What Threads brought to unlife was the virtual apocalypse haunting the k-punkconscious. As Kneale's The Road shows, the Bomb haunts the unconscious, not as a spectre from the past, but as a virtual future so terrible its shockwaves echo back through time. Ballard says that there are times - particularly times of great trauma - when the unconscious and the external landscape are flat with one another. This is what nuclear devastation would be like: the raw material of total nightmare, worse than the worst nightmare imaginable, now real. Reality at its most nightmarish even though it is reality in its purest form: no escape, no return, the traumatized population literally cannot live with this, so they don't, auto-numbing themselves into the simulated death of blank-eyed shock.

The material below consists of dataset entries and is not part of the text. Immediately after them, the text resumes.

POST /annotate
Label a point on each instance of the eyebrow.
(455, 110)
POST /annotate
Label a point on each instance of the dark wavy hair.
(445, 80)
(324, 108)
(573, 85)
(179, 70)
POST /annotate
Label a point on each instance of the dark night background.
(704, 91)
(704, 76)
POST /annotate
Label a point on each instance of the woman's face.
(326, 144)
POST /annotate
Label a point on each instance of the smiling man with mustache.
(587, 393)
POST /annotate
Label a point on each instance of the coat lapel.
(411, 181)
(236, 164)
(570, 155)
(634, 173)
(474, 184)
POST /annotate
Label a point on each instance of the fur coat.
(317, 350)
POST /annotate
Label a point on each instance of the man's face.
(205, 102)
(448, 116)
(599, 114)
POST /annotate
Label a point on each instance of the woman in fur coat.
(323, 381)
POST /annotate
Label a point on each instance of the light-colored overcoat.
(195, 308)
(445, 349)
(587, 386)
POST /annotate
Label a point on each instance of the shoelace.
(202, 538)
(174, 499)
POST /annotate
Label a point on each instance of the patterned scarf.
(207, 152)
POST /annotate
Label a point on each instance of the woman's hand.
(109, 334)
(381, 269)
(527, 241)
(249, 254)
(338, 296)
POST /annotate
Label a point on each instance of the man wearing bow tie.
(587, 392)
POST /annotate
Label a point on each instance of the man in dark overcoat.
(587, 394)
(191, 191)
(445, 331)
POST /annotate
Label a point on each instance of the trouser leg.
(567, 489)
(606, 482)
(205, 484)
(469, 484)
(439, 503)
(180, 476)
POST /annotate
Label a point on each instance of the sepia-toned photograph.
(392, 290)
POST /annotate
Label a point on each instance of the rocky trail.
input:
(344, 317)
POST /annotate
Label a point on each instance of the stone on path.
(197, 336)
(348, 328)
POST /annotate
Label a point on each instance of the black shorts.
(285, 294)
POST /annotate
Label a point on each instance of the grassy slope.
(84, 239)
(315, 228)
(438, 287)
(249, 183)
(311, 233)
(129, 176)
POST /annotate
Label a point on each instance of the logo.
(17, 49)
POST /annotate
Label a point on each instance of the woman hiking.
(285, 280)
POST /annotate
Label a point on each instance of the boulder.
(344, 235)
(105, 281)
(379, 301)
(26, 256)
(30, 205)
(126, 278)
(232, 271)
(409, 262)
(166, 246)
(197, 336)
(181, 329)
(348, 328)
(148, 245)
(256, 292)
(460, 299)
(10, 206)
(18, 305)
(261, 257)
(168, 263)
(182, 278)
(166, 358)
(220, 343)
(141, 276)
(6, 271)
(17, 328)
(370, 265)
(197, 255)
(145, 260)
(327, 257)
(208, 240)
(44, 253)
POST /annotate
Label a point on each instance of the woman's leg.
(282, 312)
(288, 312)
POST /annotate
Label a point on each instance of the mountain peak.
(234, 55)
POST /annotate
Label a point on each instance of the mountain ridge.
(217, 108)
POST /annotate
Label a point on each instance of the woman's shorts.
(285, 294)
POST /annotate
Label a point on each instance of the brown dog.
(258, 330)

So many electrifying images, worthy of the most intense film: an almost oneiric scene in which, amidst swirling radioactive dust, a woman - her eyes coalmine black and totally devoid of affect - clings onto the shrouded corpse of a baby. The eyes, the eyes: vaguely questioning but dazed, dazed. This can't be happening, this is happening, the trauma victim's mantra. Soldiers frisking the dead body of freshly shot looter for a packet of crisps. 'Salt n vinegar. It would be. I hate those.' A woman giving birth in a filthy abandoned hangar, with only a chained-up barking dog for company. Hospitals like charnel houses, like that Baconoid facility in Jacob's Ladder.

A decade later. England as a Medieval country again... The massively reduced population hoeing an unyielding earth... Language attenuated, devolved into rough, guttural injunctions, reflecting a new harshness in social relations. No compassion, which is yet another luxury from a bygone age no-one can even remember any more.